38 Quando é que Te vimos peregrino e Te recolhemos, ou sem roupa e Te vestimos?
39 Quando é que Te vimos doente ou na prisão e Te fomos ver?".
40 E o Rei responder-lhes-á: "Em verdade vos digo, quantas vezes o fizestes a um dos meus irmãos mais pequeninos, a Mim o fizestes".
41 Dirá então aos que estiverem à sua esquerda: "Afastai-vos de Mim, malditos, para o fogo eterno, preparado para o Diabo e os seus anjos.

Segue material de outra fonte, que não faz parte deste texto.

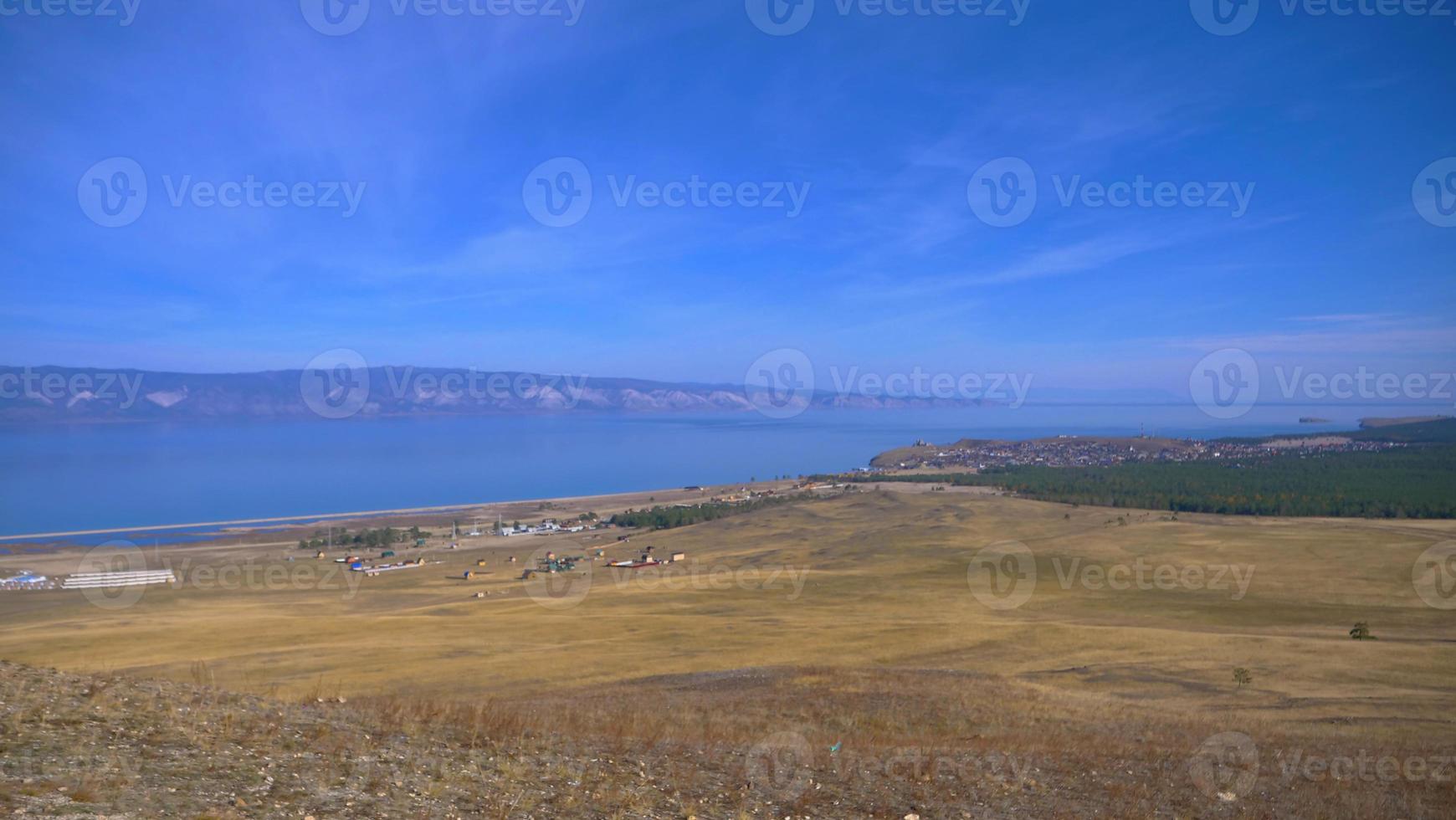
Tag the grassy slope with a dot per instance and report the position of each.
(883, 648)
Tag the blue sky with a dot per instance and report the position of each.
(879, 121)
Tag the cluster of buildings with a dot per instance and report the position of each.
(546, 527)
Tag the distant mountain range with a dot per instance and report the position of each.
(50, 393)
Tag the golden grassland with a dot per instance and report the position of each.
(851, 621)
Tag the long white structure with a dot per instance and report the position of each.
(98, 580)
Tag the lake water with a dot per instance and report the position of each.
(136, 475)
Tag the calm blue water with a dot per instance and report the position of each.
(136, 475)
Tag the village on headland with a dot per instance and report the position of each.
(1098, 452)
(454, 539)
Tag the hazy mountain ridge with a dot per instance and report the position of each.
(51, 393)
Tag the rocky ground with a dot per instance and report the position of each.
(123, 747)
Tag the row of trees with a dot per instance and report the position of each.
(669, 517)
(1417, 483)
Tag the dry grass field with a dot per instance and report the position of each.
(851, 656)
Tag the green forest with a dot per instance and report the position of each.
(1416, 483)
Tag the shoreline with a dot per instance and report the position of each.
(319, 517)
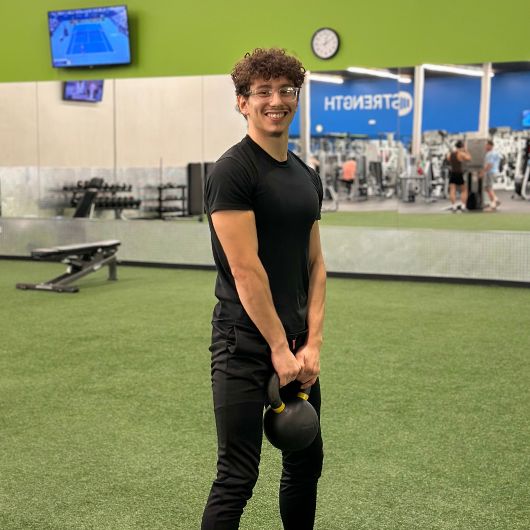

42 Porque tive fome e não Me destes de comer; tive sede e não Me destes de beber;
43 era peregrino e não Me recolhestes; estava sem roupa e não Me vestistes; estive doente e na prisão e não Me fostes visitar".
44 Então também eles Lhe hão de perguntar: "Senhor, quando é que Te vimos com fome ou com sede, peregrino ou sem roupa, doente ou na prisão, e não Te prestámos assistência?".
45 E Ele lhes responderá: "Em verdade vos digo, quantas vezes o deixastes de fazer a um dos meus irmãos mais pequeninos, também a Mim o deixastes de fazer".
46 Estes irão para o suplício eterno, e os justos para a vida eterna».
Comentário ao Evangelho
Cristo é a primícia daqueles que adormeceram
Porque terá Cristo morrido, senão porque tinha de ressuscitar? Com efeito, uma vez que Deus não podia morrer, a Sabedoria não podia morrer, e o que não pode morrer não pode ressuscitar. Por isso, Ele assumiu uma carne capaz de morrer, para que essa morte, que é própria da carne, Lhe desse oportunidade de ressuscitar. Assim, a ressurreição só podia ter lugar através de um homem, «pois se por um homem veio a morte, também por um homem veio a ressurreição dos mortos» (1Cor 15,21).
O homem ressuscitou porque foi o homem que morreu. O homem ressuscitou, mas foi Deus que O ressuscitou. Ele era homem segundo a carne, mas agora é Deus em tudo; porque agora já não conhecemos Cristo na carne (cf 2Cor 5,16), mas temos a graça da sua carne e reconhecemo-lo como «primícia dos que estão adormecidos» (1Cor 15,20) e «primogénito de entre os mortos» (Col 1,18).
As primícias são exatamente da mesma espécie e natureza que os frutos seguintes. Os primeiros frutos são oferecidos a Deus com vista a uma colheita mais abundante, como oferta sagrada por todos os outros frutos e como oblação de natureza renovada. Cristo é, portanto, «primícia dos que estão adormecidos».
Mas Ele será apenas dos seus, dos que adormeceram suavemente como se estivessem isentos da morte, ou será a primícia de todos os mortos? A Escritura responde: «Tal como em Adão todos morrem, assim também em Cristo todos serão restituídos à vida» (1Cor 15,22). Deste modo, a primícia da morte está em Adão e a primícia da ressurreição está em Cristo.